Multi-Image Flux Kontext Dev Workflows in ComfyUI

Table of Contents
1. Introduction
Flux Kontext Dev is best known for context-aware edits: repaint a T-shirt, extend a background, re-pose a figure, all without ruining the surrounding pixels. Yet real-world design briefs rarely stop at one image.
-
“Blend this fashion-model portrait with the fabric swatch.”
-
“Merge the render with this sunset photo so shadows match.”
In traditional workflows you’d pass those tasks to Photoshop for compositing, then return to the model for stylisation. But ComfyUI lets us stay inside the diffusion graph by feeding multiple reference pictures straight into Flux Kontext. This guide shows two ways to do it, explains why you’d pick one over the other, and shares the prompt tricks that keep seams and colour shifts at bay.
If you can already run Flux Kontext Dev on your GPU 🡒 you can follow along; nothing else to install.\
If you don’t have Flux Kontext installed yet, follow this guide.
Flux1 Kontext Dev Model for ComfyUI: Image Editing Made Easy
2. Why Multi-Image?
When you combine reference latents you unlock new use-cases: style transfer plus identity lock, multi-angle character turnarounds, background swaps that inherit the lighting of a location shot… The table below highlights a few examples, but the short version is: whenever two pictures tell different parts of the story, multi-image Flux will let the model “see” both simultaneously instead of guessing.

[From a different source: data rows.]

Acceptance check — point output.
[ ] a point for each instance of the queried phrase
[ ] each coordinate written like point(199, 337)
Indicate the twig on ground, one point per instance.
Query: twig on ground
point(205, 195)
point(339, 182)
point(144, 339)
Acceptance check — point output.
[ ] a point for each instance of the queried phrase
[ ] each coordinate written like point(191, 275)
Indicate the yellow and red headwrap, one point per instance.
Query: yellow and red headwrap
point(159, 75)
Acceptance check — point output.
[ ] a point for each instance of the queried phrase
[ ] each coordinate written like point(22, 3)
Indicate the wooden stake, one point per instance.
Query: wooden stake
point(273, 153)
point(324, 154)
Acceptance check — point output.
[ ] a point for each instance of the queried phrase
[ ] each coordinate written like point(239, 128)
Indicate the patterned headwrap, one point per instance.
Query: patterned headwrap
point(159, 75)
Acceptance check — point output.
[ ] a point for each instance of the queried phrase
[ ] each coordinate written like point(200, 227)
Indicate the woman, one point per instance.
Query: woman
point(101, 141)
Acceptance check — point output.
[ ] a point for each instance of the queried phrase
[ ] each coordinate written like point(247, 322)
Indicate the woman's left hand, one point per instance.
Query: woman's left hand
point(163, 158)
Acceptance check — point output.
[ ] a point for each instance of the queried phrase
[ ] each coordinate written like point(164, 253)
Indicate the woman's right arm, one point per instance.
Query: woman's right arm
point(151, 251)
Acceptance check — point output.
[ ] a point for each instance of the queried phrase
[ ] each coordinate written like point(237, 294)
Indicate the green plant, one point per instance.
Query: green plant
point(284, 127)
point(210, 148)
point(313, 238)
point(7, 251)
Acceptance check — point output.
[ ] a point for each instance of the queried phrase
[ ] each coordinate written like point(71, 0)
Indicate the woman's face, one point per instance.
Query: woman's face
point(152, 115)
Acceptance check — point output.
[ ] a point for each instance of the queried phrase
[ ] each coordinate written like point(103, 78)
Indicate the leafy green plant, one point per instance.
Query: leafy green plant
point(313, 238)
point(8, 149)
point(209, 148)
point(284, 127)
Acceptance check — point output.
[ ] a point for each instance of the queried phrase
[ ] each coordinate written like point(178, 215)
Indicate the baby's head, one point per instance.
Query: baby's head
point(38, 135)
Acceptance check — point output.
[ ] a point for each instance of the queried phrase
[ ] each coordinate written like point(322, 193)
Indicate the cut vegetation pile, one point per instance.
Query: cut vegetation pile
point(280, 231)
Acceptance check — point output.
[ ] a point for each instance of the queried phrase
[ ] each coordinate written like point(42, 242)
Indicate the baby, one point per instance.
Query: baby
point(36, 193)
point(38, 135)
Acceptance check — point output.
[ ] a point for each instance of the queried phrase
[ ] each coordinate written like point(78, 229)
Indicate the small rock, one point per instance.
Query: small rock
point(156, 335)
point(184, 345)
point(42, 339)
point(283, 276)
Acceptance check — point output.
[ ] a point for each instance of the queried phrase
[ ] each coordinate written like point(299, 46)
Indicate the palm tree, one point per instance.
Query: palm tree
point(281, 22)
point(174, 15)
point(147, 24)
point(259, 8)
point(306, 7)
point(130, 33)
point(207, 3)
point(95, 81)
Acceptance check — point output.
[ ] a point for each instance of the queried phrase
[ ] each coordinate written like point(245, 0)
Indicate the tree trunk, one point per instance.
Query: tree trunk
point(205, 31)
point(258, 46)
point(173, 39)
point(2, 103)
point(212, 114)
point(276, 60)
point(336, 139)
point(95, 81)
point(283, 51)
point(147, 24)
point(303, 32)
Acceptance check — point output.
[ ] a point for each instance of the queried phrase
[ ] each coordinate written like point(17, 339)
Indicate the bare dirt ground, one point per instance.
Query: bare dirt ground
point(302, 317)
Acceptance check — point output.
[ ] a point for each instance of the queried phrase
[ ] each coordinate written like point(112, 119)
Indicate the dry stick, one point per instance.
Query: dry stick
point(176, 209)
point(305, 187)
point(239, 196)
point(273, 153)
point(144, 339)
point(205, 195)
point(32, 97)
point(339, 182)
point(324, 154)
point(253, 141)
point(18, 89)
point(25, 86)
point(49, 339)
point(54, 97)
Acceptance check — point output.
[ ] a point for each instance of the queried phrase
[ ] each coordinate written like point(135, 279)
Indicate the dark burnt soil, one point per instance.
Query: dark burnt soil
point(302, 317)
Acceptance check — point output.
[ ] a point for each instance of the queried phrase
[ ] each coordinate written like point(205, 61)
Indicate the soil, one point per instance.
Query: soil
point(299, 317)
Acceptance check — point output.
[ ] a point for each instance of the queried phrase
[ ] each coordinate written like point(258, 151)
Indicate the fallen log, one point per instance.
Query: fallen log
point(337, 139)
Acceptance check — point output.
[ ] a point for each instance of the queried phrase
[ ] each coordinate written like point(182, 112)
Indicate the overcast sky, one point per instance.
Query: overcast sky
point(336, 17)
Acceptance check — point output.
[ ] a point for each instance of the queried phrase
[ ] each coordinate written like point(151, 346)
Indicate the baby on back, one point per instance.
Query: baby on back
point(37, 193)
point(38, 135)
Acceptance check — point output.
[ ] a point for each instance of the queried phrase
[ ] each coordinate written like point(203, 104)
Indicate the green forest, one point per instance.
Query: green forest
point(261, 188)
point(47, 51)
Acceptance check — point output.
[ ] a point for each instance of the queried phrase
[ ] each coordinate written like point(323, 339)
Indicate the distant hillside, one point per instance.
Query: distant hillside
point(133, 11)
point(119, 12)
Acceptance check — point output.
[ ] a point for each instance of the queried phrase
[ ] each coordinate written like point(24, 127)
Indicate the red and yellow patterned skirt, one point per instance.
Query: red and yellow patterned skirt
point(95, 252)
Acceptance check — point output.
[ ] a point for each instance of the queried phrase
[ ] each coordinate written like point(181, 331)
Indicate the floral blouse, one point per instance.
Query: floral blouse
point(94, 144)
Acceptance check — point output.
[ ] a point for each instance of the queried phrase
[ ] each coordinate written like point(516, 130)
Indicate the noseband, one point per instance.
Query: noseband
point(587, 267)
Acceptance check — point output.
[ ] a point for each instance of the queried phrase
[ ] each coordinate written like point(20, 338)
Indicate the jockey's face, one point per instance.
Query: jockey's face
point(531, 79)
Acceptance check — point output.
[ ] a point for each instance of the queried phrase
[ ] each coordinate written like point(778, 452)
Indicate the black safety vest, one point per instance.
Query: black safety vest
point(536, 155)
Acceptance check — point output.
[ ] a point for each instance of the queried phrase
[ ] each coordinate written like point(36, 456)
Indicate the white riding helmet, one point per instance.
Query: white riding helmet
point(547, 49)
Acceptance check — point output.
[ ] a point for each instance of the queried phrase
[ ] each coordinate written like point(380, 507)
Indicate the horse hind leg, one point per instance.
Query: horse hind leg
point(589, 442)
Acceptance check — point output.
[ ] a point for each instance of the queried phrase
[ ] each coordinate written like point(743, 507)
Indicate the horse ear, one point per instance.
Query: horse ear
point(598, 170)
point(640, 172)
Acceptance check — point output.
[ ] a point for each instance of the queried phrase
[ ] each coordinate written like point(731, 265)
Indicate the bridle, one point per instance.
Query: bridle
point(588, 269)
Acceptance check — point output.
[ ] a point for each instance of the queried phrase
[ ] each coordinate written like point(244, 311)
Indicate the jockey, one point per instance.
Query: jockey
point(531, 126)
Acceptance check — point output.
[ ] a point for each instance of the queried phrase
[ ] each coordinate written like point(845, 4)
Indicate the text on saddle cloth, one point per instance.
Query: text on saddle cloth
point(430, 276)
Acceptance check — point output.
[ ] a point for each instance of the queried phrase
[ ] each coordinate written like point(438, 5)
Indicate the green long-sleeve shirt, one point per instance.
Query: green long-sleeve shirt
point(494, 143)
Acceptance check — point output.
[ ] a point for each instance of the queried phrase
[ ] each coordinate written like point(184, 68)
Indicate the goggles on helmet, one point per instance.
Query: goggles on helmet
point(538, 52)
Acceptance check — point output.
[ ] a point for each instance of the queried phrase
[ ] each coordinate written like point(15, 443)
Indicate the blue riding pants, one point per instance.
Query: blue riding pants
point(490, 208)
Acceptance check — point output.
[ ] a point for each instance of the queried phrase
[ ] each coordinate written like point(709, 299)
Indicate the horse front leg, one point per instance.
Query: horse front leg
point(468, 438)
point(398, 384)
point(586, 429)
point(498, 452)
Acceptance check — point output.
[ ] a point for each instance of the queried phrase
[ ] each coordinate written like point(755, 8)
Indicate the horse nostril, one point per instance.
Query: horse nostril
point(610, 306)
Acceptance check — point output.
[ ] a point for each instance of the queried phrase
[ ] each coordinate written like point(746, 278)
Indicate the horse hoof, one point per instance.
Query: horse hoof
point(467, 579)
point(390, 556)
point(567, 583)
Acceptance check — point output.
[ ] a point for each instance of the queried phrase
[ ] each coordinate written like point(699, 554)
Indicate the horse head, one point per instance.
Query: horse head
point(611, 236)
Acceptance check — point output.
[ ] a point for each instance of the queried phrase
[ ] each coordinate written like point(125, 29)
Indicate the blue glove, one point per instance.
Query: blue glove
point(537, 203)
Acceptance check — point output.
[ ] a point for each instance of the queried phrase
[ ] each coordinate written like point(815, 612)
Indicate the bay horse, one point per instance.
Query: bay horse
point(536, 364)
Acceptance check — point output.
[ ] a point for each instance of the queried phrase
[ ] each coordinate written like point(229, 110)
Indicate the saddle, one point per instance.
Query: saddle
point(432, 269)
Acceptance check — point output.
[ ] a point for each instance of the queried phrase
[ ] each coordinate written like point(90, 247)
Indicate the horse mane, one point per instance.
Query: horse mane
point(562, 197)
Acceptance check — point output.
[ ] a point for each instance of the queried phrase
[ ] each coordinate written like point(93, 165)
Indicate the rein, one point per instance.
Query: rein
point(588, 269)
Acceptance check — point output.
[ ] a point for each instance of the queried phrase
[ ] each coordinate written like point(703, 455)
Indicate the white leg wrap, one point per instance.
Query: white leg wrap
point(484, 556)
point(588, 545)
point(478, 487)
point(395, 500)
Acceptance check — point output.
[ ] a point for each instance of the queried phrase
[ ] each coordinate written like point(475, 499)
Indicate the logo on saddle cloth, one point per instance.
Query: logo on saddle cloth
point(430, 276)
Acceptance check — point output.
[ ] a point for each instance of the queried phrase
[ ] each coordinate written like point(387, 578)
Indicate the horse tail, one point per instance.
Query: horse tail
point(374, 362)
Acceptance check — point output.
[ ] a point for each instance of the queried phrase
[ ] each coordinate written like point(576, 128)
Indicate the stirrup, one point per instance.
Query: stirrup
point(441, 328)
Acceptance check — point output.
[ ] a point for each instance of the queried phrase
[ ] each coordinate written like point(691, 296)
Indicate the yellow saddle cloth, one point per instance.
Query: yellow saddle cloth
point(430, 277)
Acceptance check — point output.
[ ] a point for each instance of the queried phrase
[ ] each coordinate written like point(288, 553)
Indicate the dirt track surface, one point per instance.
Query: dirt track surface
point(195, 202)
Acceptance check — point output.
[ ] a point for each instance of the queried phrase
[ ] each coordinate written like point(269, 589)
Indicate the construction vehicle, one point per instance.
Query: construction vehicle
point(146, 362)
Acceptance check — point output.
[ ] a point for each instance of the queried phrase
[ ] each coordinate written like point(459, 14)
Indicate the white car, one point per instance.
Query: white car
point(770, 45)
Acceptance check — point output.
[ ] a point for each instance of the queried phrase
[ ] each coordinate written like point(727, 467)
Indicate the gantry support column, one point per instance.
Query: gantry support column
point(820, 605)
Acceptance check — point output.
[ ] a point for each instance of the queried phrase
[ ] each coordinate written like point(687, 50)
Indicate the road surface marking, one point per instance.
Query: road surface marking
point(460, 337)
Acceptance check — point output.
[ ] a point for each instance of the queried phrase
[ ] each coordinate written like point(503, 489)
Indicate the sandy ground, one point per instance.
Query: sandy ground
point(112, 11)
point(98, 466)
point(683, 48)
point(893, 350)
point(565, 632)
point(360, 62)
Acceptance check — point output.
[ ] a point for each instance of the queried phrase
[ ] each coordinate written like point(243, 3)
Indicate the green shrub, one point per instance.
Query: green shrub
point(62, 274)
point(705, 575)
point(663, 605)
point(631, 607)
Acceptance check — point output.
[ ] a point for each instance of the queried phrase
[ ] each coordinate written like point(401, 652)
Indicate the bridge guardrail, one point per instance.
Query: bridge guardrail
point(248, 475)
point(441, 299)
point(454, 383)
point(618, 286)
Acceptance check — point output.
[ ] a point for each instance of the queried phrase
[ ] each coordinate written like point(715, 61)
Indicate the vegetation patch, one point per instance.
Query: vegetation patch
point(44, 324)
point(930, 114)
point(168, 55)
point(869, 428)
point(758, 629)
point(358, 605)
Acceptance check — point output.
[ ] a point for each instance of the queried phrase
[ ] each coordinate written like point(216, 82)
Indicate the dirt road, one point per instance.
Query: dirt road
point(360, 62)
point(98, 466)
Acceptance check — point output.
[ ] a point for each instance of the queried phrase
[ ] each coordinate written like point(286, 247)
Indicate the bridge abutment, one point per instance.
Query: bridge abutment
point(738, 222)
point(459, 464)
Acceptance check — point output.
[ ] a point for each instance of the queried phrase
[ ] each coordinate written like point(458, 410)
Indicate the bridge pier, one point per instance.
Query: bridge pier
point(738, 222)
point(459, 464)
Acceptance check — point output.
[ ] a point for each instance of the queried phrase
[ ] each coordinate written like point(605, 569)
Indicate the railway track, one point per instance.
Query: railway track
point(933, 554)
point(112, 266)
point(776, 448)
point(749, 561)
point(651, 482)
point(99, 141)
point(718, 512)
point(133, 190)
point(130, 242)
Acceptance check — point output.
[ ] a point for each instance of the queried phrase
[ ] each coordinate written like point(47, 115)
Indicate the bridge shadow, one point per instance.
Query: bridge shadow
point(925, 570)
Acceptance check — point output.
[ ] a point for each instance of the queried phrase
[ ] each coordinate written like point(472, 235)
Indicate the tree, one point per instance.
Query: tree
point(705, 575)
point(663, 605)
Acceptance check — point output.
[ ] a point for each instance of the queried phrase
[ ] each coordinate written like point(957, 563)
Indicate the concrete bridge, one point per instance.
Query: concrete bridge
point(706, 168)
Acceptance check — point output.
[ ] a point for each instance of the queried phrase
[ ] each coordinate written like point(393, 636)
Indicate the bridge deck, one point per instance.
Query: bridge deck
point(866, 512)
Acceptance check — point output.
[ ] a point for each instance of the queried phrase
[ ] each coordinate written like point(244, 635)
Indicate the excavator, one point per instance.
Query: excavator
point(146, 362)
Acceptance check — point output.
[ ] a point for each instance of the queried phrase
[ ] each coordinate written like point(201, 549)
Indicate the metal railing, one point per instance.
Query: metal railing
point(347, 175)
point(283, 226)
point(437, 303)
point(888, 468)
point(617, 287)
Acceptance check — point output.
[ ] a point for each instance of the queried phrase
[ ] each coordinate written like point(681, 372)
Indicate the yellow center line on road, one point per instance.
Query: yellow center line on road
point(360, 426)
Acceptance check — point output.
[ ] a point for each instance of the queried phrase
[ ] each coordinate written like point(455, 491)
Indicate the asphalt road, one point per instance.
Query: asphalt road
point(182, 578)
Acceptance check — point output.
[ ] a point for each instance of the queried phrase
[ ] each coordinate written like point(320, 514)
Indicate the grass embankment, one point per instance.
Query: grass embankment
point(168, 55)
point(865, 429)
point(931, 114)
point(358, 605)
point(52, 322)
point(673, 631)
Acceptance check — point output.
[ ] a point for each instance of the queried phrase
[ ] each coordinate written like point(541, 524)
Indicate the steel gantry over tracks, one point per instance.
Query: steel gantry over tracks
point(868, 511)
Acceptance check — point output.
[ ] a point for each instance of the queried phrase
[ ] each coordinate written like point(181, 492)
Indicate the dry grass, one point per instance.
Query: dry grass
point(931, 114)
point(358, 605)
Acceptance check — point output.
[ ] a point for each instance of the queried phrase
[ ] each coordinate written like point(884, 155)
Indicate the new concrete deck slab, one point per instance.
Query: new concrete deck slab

Scenario | Single-image Limitation | Multi-image Benefit |
---|---|---|
Outfit swap | Outfit must already be present in subject photo | Subject photo + outfit flat-lay produce perfect fit |
Matte-painting | Model invents lighting for the new sky | Second photo provides authentic golden-hour hues |
Merchandise mock-up | Incorrect logos/placement | Logo PNG as second reference gets copied perfectly |
3. Requirements & Downloads Flux Kontext Dev
All files are small enough for a single coffee-shop Wi-Fi session. Place them in the usual ComfyUI folders:
Asset | Download Location | Folder |
---|---|---|
flux1-kontext-dev-Q6_K.gguf Flux Kontext Dev (GGUF) | Hugging Face | models/diffusion_models |
t5xxl_fp16.safetensors (text encoder) | Hugging Face | models/clip |
clip_l.safetensors (image encoder) | Hugging Face | models/clip |
ae.safetensors (VAE) | Hugging Face | models/vae |
Flux Kontext Multi Image Chaining.json Workflow A | Download | anywhere |
Flux Kontext Multi Image Stitch.json Workflow B | Download | anywhere |
(If you can run the FP8 model, simply swap the UNET Loader (GGUF) with the Load Diffusion Model node and keep every other setting.)
4. Workflow A — “Chained Reference Latents”
> "Best for: precision work where each image should influence the output independently (e.g., face and background, clothing and pose). Trade-off: two encodes → much slower and more VRAM head-room needed.
How it works
-
Input images· Loads two images for Flux Kontext to work with.
-
Match resolution · Each image is auto-resized by a Flux Kontext Image Scale node.
-
Latent #1 joins the prompt · Reference Latent A blends the first image with your text prompt.
-
Latent #2 stacks on top · Reference Latent B adds the second image to the same conditioning stream—now the model “knows” about both references separately.
-
Flux Guidance mixes the ingredients · Positive text + both images are combined into guidance for sampling.
-
Blank canvas appears · Empty SD3 Latent Image creates an empty canvas for the ksampler.
-
KSampler paints · Guided by the mix above, the sampler iteratively transforms the blank canvas into a finished image.
-
Back to RGB · VAE Decode converts the final latent to a normal image, which is then previewed or saved.
What you might tweak:
Setting | Why change it? |
---|---|
Flux Guidance scale | Fine-tunes overall adherence to both prompt and references. |
Output size in Flux Resolution Node | Larger canvas for posters, smaller for quick drafts. |
Sampler steps / type | More steps = crisper detail; fewer = faster. |
Pro tip: Because each reference is an independent node, you can even blend three or four pictures by adding more ReferenceLatents — the trade-offs scale linearly with each extra encode.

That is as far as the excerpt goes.